Cuando hemos querido arriesgar un cambio, Alberto se queja de su Tipakay, Álvaro de los precios y yo del servicio. Este chifita resulta como la enamorada adolescente que no podemos descuidar.
Mientras cenamos alcanzamos a distinguir algo de un televisor lejano, identificamos las noticias del día, rajamos del ministro tal o cual, tomamos posiciones iniciales sobre la actualidad política local e internacional, pero en ejercicios breves, amagos apenas, como para no arruinar la cena y el placer de estos platillos agridulces.
Nos reímos de cualquier nimiedad. Álvaro es el de los chistes, siempre, desde que nos conocemos hace casi cuarenta años. Alberto es catastrofista, todo lo quiere arreglar destruyendo primero para empezar de cero, dice.

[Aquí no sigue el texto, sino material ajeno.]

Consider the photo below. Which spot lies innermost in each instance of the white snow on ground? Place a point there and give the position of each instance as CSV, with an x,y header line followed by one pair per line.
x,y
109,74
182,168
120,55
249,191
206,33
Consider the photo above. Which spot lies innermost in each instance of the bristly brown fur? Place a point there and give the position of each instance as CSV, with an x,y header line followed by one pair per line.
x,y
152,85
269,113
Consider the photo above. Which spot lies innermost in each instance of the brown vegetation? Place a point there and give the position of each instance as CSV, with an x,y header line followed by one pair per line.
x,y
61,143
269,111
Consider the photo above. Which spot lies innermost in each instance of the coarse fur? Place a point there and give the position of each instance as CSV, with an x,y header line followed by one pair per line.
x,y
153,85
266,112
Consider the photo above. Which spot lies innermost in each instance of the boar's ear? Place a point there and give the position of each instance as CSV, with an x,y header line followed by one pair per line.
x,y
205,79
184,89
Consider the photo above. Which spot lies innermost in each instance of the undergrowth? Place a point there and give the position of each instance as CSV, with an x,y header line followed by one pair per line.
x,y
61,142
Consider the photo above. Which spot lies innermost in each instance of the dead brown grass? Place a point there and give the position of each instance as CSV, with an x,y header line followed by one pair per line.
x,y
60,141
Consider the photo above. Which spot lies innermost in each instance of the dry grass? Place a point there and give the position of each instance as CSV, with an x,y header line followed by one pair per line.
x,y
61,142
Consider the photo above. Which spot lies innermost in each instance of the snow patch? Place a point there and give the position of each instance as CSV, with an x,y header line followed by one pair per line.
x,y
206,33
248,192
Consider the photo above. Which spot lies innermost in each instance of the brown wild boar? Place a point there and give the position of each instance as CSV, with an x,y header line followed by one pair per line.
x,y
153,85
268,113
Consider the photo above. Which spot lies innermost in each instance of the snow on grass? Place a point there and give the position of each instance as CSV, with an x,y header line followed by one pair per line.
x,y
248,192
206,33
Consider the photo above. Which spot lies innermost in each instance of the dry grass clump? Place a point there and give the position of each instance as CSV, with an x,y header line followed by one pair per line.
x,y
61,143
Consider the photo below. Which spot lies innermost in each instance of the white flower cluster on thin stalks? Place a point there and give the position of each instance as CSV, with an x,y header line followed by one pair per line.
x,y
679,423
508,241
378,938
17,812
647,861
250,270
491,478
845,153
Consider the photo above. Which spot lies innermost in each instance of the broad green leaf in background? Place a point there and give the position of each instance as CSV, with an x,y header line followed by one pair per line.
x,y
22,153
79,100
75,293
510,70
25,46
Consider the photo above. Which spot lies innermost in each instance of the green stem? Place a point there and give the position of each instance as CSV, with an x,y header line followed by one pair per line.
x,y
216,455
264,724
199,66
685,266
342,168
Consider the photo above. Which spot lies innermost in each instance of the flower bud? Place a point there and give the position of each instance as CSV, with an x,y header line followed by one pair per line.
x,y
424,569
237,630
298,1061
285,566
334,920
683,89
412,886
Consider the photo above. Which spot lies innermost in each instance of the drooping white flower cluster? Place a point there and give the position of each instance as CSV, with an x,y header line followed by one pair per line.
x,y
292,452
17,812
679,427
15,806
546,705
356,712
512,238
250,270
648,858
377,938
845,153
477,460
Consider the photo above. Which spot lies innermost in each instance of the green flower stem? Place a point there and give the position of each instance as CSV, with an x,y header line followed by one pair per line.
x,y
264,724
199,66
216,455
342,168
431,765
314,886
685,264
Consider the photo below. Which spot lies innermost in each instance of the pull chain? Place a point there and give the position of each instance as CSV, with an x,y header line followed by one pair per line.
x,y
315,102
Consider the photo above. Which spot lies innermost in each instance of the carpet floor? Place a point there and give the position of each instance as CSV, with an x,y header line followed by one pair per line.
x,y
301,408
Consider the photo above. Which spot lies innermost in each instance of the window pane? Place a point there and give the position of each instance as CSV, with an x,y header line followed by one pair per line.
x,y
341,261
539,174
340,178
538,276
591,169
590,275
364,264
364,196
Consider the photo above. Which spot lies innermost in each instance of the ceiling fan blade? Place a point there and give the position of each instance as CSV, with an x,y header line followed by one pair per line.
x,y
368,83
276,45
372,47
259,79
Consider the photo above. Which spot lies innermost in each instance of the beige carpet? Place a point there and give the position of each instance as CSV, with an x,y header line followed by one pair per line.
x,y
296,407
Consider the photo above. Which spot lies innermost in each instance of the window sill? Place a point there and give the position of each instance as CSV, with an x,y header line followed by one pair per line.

Yo reto su lógica y me divierte ver cómo asoman las fobias, en sus extremos más primarios, subconcientes diríamos, y afloran esplendorosos el racismo y la violencia. Todo lo políticamente incorrecto encuentra su desfogue en esta charla de sobremesa.
Álvaro disfruta con los lances y generalmente matiza la discusión con un chiste grueso, un chascarrillo, vamos una pachotada. Y la carcajada acude presta para tomar nuevos impulsos. Bromeamos a más no poder con el carnet y la tradición familiar aprista de Álvaro, y podríamos asegurar, casi, que es de los pocos apristas rescatables. Todo es en broma y en serio, también.
Tantas veces hemos pedido lo mismo en este chifa, nos hemos sentado en la misma mesa, hemos realizado el mismo ritual una y otra vez durante ciento cincuenta meses, que no podría recordar una cena en particular. Todas son una, la misma. La que tendremos en una semana, porque se acerca fin de mes.